Dental Patients Pull Out Own Teeth

Updated:15:04, Monday October 15, 2007

Falling numbers of NHS dentists are forcing many patients to go without treatment or even try pulling out their own teeth, a study has revealed.

Cost is a major factor

Almost a fifth (19%) of those questioned said they had missed out on dental work because of the cost.

The research found 6% had even resorted to treating themselves because they could not find a dentist.

The 5,000-plus patients who were interviewed also spoke of taking out their own teeth or fixing broken crowns with glue.

One person in Lancashire said he had carried out 14 separate extractions with a pair of pliers.

Roger from London told the Your Stories section of the Sky News website that he combines visits to the dentist with holidays in Egypt.

“I was quoted over £2,000 for a bridge by a dentist in the UK. I had two weeks in a five-star hotel all inclusive.

“Two visits to the dentist my bridge fixed in. Went diving and came home with change from £1,300.”

Health Minister Ben Bradshaw told Sky News it was a myth that everyone used to be able to get free dental treatment on the NHS.

Dentists blame Government

“At its very highest it was 60% in this country, now it’s 56%. We have always paid for dental care, even on the NHS,” he said.

He said people in urgent need should always be able to get NHS treatment but it would only be free for some people, like children, those on benefits and pregnant women.

Mr Bradshaw said the Labour Government had increased the number of NHS dentists and brought down the maximum cost of complex treatment.

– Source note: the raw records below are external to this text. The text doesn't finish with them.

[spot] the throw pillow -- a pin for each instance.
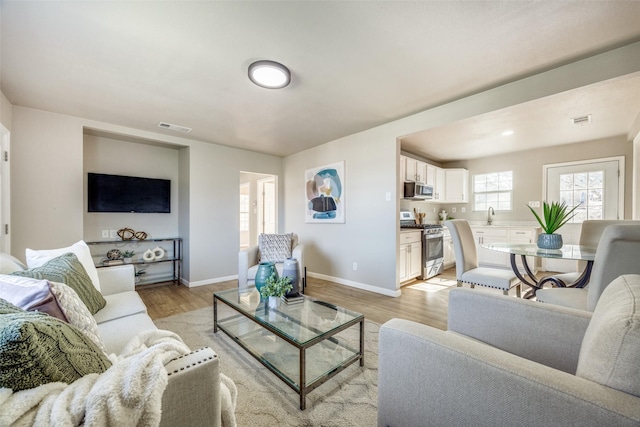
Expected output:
(274, 247)
(77, 313)
(30, 294)
(37, 349)
(37, 258)
(9, 264)
(68, 270)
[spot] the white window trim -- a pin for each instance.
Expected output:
(621, 174)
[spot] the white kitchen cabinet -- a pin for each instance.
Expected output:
(414, 170)
(410, 262)
(456, 186)
(448, 249)
(498, 234)
(439, 187)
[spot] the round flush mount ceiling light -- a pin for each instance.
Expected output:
(269, 74)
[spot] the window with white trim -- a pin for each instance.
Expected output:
(585, 189)
(493, 190)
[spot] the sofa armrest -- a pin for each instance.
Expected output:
(247, 258)
(545, 333)
(192, 396)
(120, 278)
(429, 376)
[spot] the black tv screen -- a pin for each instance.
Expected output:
(116, 193)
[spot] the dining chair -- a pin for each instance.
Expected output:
(467, 267)
(617, 253)
(590, 234)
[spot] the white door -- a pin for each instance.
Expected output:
(267, 213)
(5, 237)
(245, 215)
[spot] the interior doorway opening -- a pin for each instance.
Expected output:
(258, 208)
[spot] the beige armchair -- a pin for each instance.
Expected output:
(512, 362)
(248, 260)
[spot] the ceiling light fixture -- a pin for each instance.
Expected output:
(269, 74)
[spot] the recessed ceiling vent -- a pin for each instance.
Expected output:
(582, 120)
(176, 128)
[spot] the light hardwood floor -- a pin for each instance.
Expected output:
(424, 306)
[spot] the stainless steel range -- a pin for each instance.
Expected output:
(432, 244)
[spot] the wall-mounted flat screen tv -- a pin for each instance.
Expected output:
(117, 193)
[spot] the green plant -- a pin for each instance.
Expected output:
(276, 286)
(555, 215)
(128, 254)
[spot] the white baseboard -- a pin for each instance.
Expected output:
(208, 281)
(358, 285)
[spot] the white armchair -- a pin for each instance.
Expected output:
(248, 260)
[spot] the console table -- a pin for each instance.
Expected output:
(147, 272)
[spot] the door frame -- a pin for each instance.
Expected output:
(5, 190)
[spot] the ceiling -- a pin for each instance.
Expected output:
(355, 65)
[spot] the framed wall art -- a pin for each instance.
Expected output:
(324, 194)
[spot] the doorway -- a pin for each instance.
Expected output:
(258, 208)
(5, 188)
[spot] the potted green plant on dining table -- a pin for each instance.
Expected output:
(555, 216)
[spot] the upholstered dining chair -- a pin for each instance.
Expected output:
(617, 253)
(590, 234)
(467, 268)
(271, 247)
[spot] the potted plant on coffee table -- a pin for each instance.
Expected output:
(555, 216)
(274, 288)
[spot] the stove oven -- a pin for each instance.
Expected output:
(432, 244)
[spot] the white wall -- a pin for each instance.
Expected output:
(48, 174)
(118, 157)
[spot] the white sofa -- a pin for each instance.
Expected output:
(192, 396)
(193, 393)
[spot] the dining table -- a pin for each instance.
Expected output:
(529, 278)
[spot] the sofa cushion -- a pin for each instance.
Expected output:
(9, 264)
(37, 258)
(37, 349)
(31, 295)
(610, 351)
(67, 269)
(117, 333)
(120, 305)
(274, 247)
(76, 312)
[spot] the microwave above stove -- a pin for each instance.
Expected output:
(418, 191)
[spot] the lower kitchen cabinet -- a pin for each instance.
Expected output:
(410, 262)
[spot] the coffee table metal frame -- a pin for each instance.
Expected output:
(302, 388)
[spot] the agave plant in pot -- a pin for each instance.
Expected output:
(555, 216)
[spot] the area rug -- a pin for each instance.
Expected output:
(348, 399)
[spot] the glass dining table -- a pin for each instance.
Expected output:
(569, 252)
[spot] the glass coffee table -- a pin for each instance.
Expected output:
(304, 344)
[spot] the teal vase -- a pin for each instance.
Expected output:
(265, 270)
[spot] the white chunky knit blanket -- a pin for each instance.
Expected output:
(129, 393)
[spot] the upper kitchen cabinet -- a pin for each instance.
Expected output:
(456, 188)
(414, 170)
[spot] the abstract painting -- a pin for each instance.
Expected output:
(324, 188)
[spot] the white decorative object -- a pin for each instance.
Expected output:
(148, 255)
(158, 252)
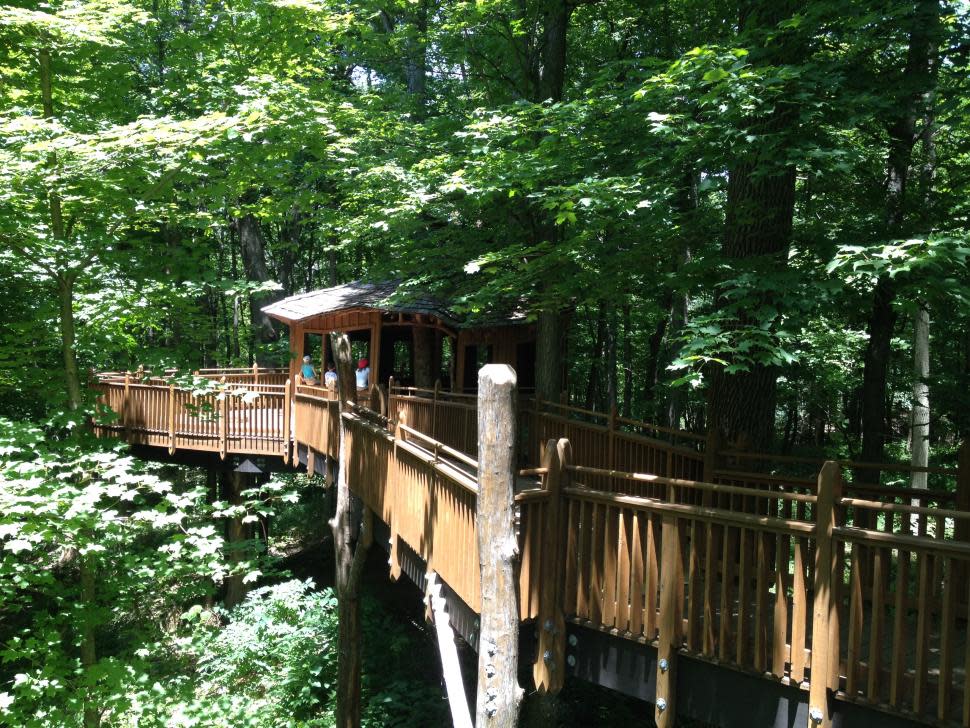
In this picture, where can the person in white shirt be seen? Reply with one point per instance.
(363, 374)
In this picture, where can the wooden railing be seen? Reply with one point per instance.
(220, 417)
(857, 590)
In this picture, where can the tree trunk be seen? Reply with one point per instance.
(423, 343)
(417, 64)
(627, 363)
(758, 225)
(65, 280)
(89, 654)
(920, 416)
(499, 694)
(549, 356)
(252, 245)
(348, 561)
(917, 83)
(65, 291)
(234, 483)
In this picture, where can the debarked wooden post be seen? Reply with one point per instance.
(825, 611)
(549, 670)
(499, 694)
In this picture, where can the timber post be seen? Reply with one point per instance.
(671, 622)
(434, 410)
(962, 525)
(499, 694)
(825, 605)
(549, 670)
(224, 425)
(349, 561)
(125, 406)
(611, 445)
(286, 422)
(171, 418)
(712, 449)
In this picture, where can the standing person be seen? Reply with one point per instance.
(307, 371)
(363, 374)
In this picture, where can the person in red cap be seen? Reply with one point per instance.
(363, 374)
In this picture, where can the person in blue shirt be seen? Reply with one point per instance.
(362, 374)
(307, 371)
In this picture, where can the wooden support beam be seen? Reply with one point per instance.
(450, 666)
(825, 605)
(287, 397)
(671, 568)
(499, 694)
(549, 669)
(171, 418)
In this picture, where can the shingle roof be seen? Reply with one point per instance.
(357, 294)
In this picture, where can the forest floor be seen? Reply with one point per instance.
(583, 705)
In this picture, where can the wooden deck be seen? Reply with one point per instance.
(853, 596)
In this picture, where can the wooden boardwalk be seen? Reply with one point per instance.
(642, 541)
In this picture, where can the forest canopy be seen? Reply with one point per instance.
(749, 217)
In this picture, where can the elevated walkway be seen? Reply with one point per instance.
(742, 589)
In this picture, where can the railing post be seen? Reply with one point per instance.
(548, 672)
(286, 422)
(670, 637)
(712, 448)
(499, 694)
(171, 418)
(825, 604)
(962, 525)
(434, 410)
(125, 406)
(224, 425)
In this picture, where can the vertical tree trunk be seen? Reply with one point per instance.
(917, 83)
(417, 64)
(758, 226)
(422, 339)
(627, 363)
(252, 245)
(234, 483)
(611, 379)
(499, 695)
(65, 280)
(89, 654)
(549, 356)
(920, 415)
(348, 561)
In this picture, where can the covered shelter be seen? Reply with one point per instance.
(418, 340)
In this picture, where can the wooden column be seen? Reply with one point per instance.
(450, 665)
(171, 418)
(287, 401)
(671, 591)
(224, 424)
(549, 670)
(825, 612)
(296, 348)
(126, 406)
(499, 694)
(349, 561)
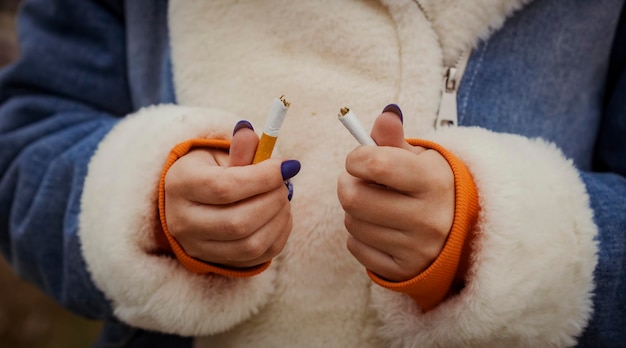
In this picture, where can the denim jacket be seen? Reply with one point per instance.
(556, 70)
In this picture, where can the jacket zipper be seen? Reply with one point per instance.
(447, 115)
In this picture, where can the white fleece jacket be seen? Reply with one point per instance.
(230, 59)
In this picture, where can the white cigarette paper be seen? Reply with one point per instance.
(354, 126)
(272, 127)
(276, 116)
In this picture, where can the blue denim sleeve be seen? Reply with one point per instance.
(56, 103)
(607, 192)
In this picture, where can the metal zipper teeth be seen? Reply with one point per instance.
(447, 113)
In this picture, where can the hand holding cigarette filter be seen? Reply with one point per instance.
(270, 132)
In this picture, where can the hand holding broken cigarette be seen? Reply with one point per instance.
(399, 202)
(226, 211)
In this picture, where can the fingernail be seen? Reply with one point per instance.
(289, 189)
(395, 109)
(242, 124)
(289, 169)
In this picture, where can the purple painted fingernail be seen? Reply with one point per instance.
(242, 124)
(289, 169)
(395, 109)
(289, 189)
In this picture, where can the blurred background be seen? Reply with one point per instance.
(29, 319)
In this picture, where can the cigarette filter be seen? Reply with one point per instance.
(354, 126)
(270, 132)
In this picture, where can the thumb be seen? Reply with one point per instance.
(387, 129)
(243, 144)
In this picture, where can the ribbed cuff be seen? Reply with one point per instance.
(431, 286)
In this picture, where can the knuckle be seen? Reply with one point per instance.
(378, 166)
(221, 189)
(236, 228)
(349, 197)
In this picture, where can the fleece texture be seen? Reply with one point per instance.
(315, 293)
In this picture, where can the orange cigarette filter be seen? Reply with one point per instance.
(270, 132)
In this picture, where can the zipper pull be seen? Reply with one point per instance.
(447, 116)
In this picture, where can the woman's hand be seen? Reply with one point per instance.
(223, 210)
(399, 202)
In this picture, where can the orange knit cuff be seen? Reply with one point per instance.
(431, 286)
(190, 263)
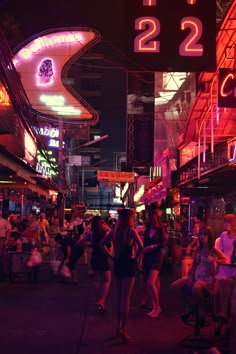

“There are now 4,000 more than there were in 1997, we are moving in the right direction, but there are still problems and I am very sorry about that.”

Almost three fifths (58%) of dentists blamed new contracts brought in by the Government last year.

Four out of 10 (41%) felt they had an “excessive” workload with 29% saying they had problems recruiting or retaining dentists.

More than 5,200 patients and 750 dentists were interviewed as part of the Dentistry Watch survey carried out by the PPI Forums.